“What else?”
Her reaction confirms what I already know, but surgery in many ways would be the most satisfying. The idea of stabbing a scalpel into the octopus and starting to cut is so appealing, I almost want to do it myself. To bring about his demise at the violent end of a knife. But there’s no way for even the most decorated surgeon to do this without also stabbing a knife into Lily. Neither of us can abide by this, if it’s even a worthwhile option at all.
“There’s chemotherapy and radiation.”
“What do those things do?”
“They would try to shrink the octo—him, I suppose.” It’s a funny visual, like a cartoon. The octopus getting smaller and smaller in front of our eyes until he has only a high squeaky voice and croaks something along the lines of “I’m mellllt-t-t-ting,” like the Wicked Witch of the West.
“Do those hurt like surgery?”
I try to imagine putting Lily through either. What they would both do to her already subdued spirit. Her voice would be lost. I can’t imagine ever hearing her exclaim I! JUST! CAME! BACK! FROM! CHEMOTHERAPY! AND! IT! WAS! SO! MUCH! FUN! LET’S! ALL! STICK! PEANUT! BUTTER! TO! THE! ROOFS! OF! OUR! MOUTHS! AND! LICK! FRANTICALLY! UNTIL! IT’S! GONE!
I can’t imagine ever hearing her exclaim anything again.
“Neither is pleasant,” I say.
“Next,” she says dismissively.
“They can put you on steroids to try to reduce the octopus that way—reduce the swelling he’s causing on your brain—and start you on anticonvulsants to lessen the frequency of seizures. But those do a lot of damage to your kidneys.”
Lily has already had several courses of steroids on occasions when swelling returned to her spine. I used to find the idea of her on steroids funny—that I might come home and find a dachshund-shaped hole in the wall and half the cars on the block overturned in a Hulk-like rage. But only funny because I was so scared. I needed to think of the steroids as superhuman, supercanine. There could be no surgery for her again on her spine. The steroids had to be powerful. They had to work.
“Harrumph,” Lily scoffs, summing up her feelings on all the choices.
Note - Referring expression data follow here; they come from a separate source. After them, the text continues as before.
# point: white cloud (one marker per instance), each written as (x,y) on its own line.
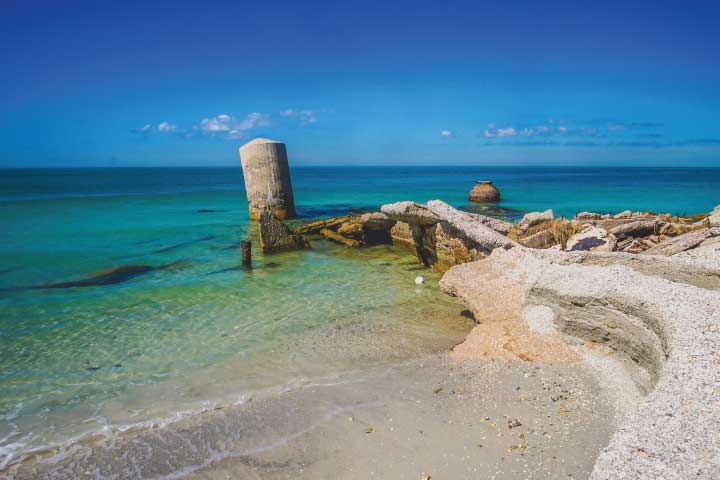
(231,128)
(304,117)
(492,132)
(166,127)
(254,120)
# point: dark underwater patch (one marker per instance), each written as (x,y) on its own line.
(184,244)
(109,276)
(224,270)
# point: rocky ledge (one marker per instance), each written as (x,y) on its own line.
(663,313)
(442,236)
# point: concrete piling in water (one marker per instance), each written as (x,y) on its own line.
(267,178)
(246,254)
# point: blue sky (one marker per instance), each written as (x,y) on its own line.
(100,83)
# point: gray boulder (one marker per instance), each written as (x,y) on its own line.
(533,218)
(638,228)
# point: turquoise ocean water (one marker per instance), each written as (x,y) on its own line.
(183,329)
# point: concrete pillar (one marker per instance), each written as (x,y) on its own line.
(267,178)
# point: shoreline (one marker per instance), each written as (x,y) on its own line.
(470,232)
(283,436)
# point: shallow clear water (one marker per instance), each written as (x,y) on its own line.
(194,331)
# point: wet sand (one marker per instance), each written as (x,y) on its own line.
(434,417)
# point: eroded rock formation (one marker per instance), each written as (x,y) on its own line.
(275,236)
(484,191)
(662,313)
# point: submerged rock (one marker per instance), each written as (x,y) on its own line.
(404,235)
(110,276)
(410,212)
(355,231)
(368,229)
(587,216)
(484,192)
(441,208)
(533,218)
(443,236)
(314,228)
(275,236)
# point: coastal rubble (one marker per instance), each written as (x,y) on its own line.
(442,236)
(275,236)
(484,192)
(714,217)
(660,312)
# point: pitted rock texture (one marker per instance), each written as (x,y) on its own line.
(662,312)
(444,236)
(275,236)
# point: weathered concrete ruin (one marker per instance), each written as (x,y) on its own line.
(267,178)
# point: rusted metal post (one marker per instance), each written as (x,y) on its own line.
(246,254)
She’s not going to help me make this decision. She’s a dog and has other concerns, and what about any of this can she really understand? Or maybe she’s made her decision, and what I need to do is listen. Maybe she knows what the vet says, what may seem obvious to anyone who thinks about it. That there is no true cure for canine octopus. Not any that has been discovered yet.
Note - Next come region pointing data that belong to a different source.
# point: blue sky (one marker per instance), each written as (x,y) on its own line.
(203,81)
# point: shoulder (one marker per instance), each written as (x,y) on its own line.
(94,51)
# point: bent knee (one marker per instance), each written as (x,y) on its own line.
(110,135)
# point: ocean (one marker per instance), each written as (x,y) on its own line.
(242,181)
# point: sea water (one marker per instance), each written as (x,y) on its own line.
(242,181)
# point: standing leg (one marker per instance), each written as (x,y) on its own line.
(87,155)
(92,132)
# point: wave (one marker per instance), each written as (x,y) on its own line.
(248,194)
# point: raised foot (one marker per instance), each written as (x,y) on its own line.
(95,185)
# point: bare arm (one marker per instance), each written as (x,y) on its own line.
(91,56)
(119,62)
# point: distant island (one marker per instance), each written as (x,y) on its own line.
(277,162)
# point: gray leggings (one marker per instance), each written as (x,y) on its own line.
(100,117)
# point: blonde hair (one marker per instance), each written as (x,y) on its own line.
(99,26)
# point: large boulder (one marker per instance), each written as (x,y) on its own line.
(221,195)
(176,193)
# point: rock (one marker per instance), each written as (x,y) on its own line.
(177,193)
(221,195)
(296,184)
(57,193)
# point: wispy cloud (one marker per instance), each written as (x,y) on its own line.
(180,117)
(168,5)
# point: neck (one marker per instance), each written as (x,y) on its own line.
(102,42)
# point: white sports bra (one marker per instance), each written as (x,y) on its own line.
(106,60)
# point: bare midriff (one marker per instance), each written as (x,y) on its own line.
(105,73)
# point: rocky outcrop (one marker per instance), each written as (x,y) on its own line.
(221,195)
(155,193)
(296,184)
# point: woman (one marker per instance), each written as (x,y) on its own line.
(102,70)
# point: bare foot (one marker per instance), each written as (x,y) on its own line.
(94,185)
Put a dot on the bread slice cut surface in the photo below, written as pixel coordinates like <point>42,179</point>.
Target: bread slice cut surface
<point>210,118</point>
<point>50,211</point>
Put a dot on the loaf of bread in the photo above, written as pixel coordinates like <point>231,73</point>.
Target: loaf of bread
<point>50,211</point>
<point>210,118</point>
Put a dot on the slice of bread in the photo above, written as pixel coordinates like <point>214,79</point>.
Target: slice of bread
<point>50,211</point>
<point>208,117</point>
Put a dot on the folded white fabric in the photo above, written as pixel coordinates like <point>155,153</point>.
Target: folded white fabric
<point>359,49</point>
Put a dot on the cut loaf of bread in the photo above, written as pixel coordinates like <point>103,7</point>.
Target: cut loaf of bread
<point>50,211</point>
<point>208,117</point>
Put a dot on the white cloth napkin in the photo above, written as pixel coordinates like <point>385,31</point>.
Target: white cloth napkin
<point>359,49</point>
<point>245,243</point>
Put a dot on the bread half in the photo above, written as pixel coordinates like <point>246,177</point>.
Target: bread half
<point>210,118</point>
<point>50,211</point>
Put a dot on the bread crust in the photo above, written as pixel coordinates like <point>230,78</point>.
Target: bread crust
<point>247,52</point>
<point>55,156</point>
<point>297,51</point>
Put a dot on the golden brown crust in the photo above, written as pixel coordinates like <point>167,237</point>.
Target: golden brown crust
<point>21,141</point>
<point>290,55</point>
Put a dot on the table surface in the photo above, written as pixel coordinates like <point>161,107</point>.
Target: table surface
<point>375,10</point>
Lily stands on my lap and raises one of her front paws in her best guard-dog stance.
LOOK! THE! DOLPHINS! ARE! BACK! AND! THEY’RE! JUMPING! I! WANT! TO! JUMP! IN! THE! WAVES! LIKE! THAT!
I look up and the pod has returned, and sure enough, they are jumping and twisting and flipping and flopping playfully in the rising tide.
And yet even more enchanting is Lily’s voice. The one I can’t bear to dim or silence. It’s older, and her exclamations are fewer and farther between. Her puppyish enthusiasm is gone. But it is still her voice. It is still her.
“You don’t like to get wet,” I say.
“Oh, yeah,” Lily says. She settles back down in my lap.
“It’s a fun idea, though, Mouse. Splashing in the waves.”
After a pause Lily looks up at me. “Sometimes I think of you as Dad.”
My heart rises in my throat.
That’s the only term of endearment I need.
Ink
1.
It’s late, past the time I usually go searching for Lily to bring her to bed, except tonight I don’t have to search for her because she’s creating such a ruckus in the hallway, barking and growling and carrying on. When I catch up to her, she’s staring into the corner between the bedroom and bathroom doors, in her offensive low crouch, hackles raised, clearly startled and upset.
“Goose? Goose! Mongoose! What is it?”
She doesn’t miss a beat or move to back down or acknowledge my presence in any way. She just barks at the damned corner like it’s an advancing battalion. I’m already leaning down to grab her when she stops me cold in my tracks.
THIS! LLAMA! BEACHBALL! SEVEN! PARLIAMENT! CASSEROLE! ANTARCTICA! PAJAMAS!
What the . . .
We both stare at each other, frozen. It’s like being in a horror film when someone starts speaking in tongues and the whole room falls silent. I’m almost waiting for Lily’s head to rotate like an owl’s and for her to start vomiting pea soup. But I know for a fact she’s not possessed by demons—just one demon, a squishy, eight-tentacled prick. I scoop her up and squeeze her tight to soothe her, but she wriggles left, then right, then nearly out of my grip altogether. It takes a moment pressed against my chest for her to snap out of whatever trance she’s in, and when she does she begins to shake uncontrollably in my arms.
“Guppy, what was that?”
Lily turns from me to the light, then from the light to the dining room, then from the dining room to the bedroom.